Po tym, jak Austriacki Związek Narciarski nie uwzględnił kontuzjowanej Sophie Sorschag w kadrach narodowych na sezon 2022/2023, zawodniczka postanowiła ubiegać się o zmianę narodowości. W styczniu tego roku skoczkini została obywatelką Kosowa, natomiast wczoraj, 30 października 2023, stało się jasnym, że 24-latka w zbliżającym się sezonie zimowym będzie mogła się prezentować na światowych skoczniach pod nową flagą.
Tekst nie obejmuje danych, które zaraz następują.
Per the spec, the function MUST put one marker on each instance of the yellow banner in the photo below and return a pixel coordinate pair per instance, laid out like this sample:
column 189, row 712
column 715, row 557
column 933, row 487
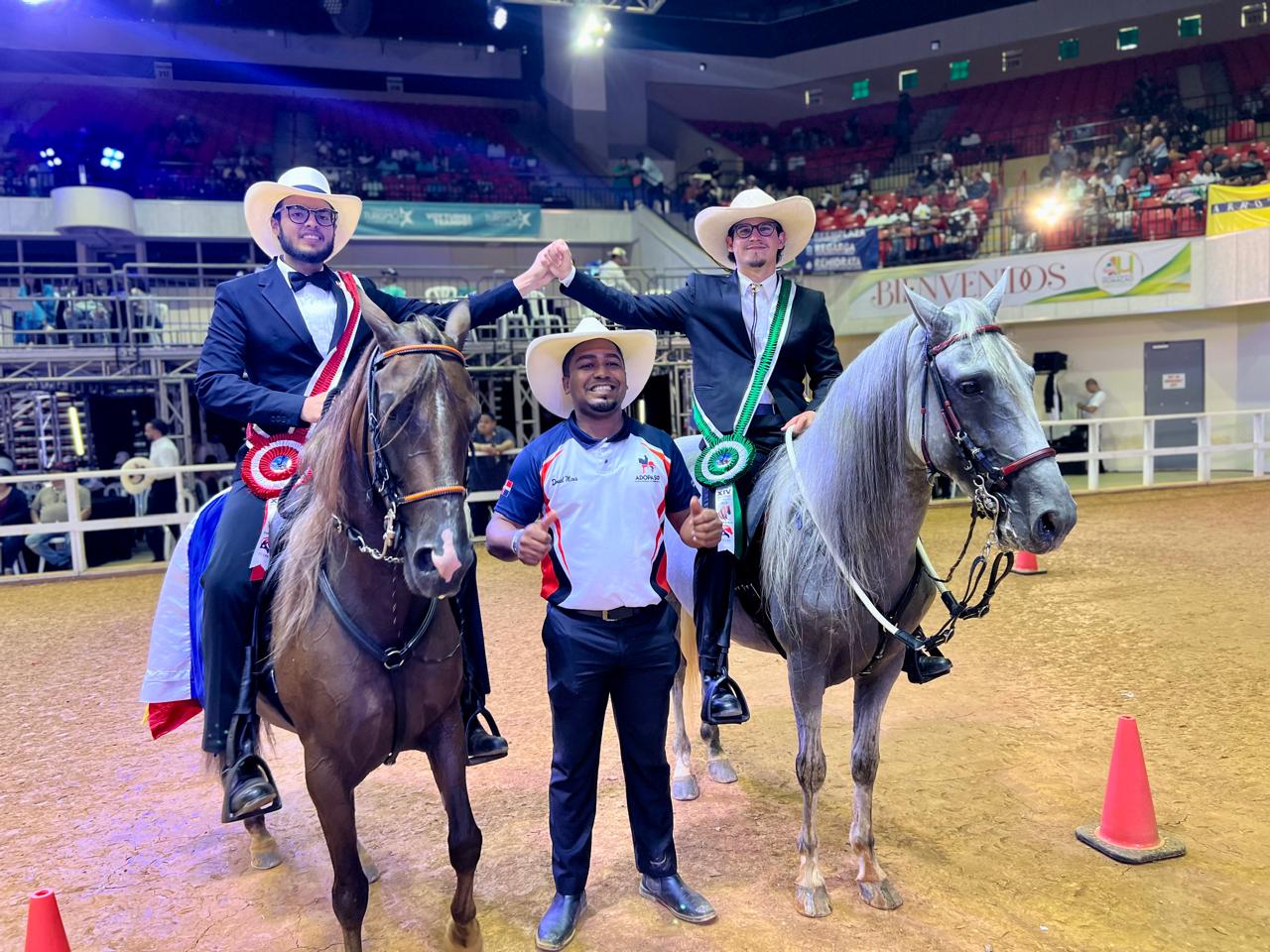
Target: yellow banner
column 1230, row 208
– Po około 10 miesiącach oczekiwania FIS dał Sorschag zielone światło do startów pod flagą Kosowa – poinformował Komitet Olimpijski Kosowa w mediach społecznościowych. – FIS umieścił naszą flagę na oficjalnym profilu Sorschag. Pozytywna decyzja FIS-u jest efektem długotrwałych nalegań i próśb liderów Komitetu Olipmijskiego Kosowa: prezydenta Ismeta Krasniqi i generalnego sekretarza Besima Aliti, a także przewodniczącego Federacji Narciarskiej Kosowa Milaima Kelmendi. Krasniqi i Kelmendi, mimo opóźnienia, złożyli FIS-owi podziękowania za wyczekiwany przez Federację Narciarską Kosowa werdykt – czytamy.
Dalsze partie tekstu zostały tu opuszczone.